6. Make alliterative aliens
This activity is good when children have an awareness of hearing alliteration and are ready to move on to the task of coming up with their own ‘silly’ alliteration words.
It is easier to make up silly words than real because you do not have to think of relevant vocabulary. You are simply playing with sounds, and children generally enjoy this.
This is an excellent introduction to nonsense words. To find out the best ways to teach nonsense words then check this out.
For this activity, get them to make aliens in many different ways – playdough, junk modelling, construction. When you have created your aliens you simply give them alliterative names. Things like ‘Ziggy Zoggy Zoo.’ ‘Minny Manny Moo.’
I like to feed children different sounds, like ‘t-t-t-…’ and get them to start saying words with that sound. The more you model and give children an idea what is expected, the more chance they have of getting involved and coming up with silly words.
Aliens are great for this, because they naturally have silly names.
7. Draw pirates, dinosaurs, monsters, witches and robots
This is a similar activity to the alien one, and is good for either making models or mark making. In the mark-making form of this game, you can use big chalks on the ground outside, or big pens on wallpaper.
Get the children to draw different things that suit having a silly name. Good examples are pirates, robots, witches, monsters and dinosaurs, though you may be able to think of other things.
When they have drawn them (and they don’t have to look like much!) go about the process of giving them silly alliterative names. So the robot could be ‘Biggy Baggy Beggy Boggy’. There is no right or wrong. Just chant the target sound at them, and emphasise like crazy!
I tried this activity, but adapted where the children made loose parts models of different characters. This is one of forty fantastic loose parts play activities that you can find here.
8. Tongue twisters
Children often find tongue twister hilarious, and they are also great for ironing out speech and language issues, as well as being an excellent medium to teach alliteration.
I like to add actions or a bit of drama to tongue twisters. An example of one of these types of tongue twisters is:
Little lambs are leaping! (All jump around like lambs)
Little lambs are lazy. (Lie down)
Little lambs are lonely. (All be sad)
Little lambs are lost…etc etc
9. I Spy
This classic game is a must for alliteration.
This is one to play when children are already skillful in alliteration, and have tried many of the other games already and found success. To make the game easier, you can give clues that all have the same sound in.
For example, if it is the ‘sky’, don’t just say, ‘I spy something beginning with ‘s”. Give more ‘s’ clues, such as ‘I spy something that is ssso clear.

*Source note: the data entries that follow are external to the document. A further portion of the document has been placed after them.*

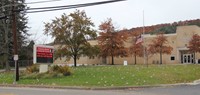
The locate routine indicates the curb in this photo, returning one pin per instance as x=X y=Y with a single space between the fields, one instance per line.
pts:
x=98 y=88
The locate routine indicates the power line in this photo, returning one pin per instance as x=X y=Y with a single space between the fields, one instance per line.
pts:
x=45 y=9
x=42 y=1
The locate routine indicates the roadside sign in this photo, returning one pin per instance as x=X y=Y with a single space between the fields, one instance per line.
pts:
x=43 y=54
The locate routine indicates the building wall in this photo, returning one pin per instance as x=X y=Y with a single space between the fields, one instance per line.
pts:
x=179 y=42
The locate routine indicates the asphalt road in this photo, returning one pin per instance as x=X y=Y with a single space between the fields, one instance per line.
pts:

I can ssssee it out there (point). It has sssome ssseagulls flying in it.’
10. Reading books with alliteration in and emphasise the sounds
This is one of the best ways of bringing an initial awareness of alliteration into children’s lives.

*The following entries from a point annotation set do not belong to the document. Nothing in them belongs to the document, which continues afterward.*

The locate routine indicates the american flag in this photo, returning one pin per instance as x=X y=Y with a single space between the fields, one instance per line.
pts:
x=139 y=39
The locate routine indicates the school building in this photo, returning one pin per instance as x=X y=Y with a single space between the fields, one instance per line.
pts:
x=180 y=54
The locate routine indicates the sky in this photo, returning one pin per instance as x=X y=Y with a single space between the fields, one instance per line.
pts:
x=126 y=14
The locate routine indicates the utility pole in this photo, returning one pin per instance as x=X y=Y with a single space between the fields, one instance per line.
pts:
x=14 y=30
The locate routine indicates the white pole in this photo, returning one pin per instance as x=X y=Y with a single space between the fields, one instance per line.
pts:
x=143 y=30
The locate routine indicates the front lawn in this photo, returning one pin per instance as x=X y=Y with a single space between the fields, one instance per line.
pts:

Many books really hammer home alliteration and make it a joyful thing to experience. Some of my favourite examples of these books are Superhero ABC, Bedhead, Dr Seuss’s ABC, and Some Smug Slug.
All of these books can act as a starting point for alliteration inspired activities and continuous provision enhancements.
Conclusion
Alliteration can be taught in a wide range of ways, and using only a few simple props. Stories can be made up or read aloud that really support the skills required in developing an awareness of alliteration.
In the early days it is more about hearing that alliteration is happening, rather than making up your own words. Fun games that help play with words and sounds really help, such as having alliterative names for children and characters.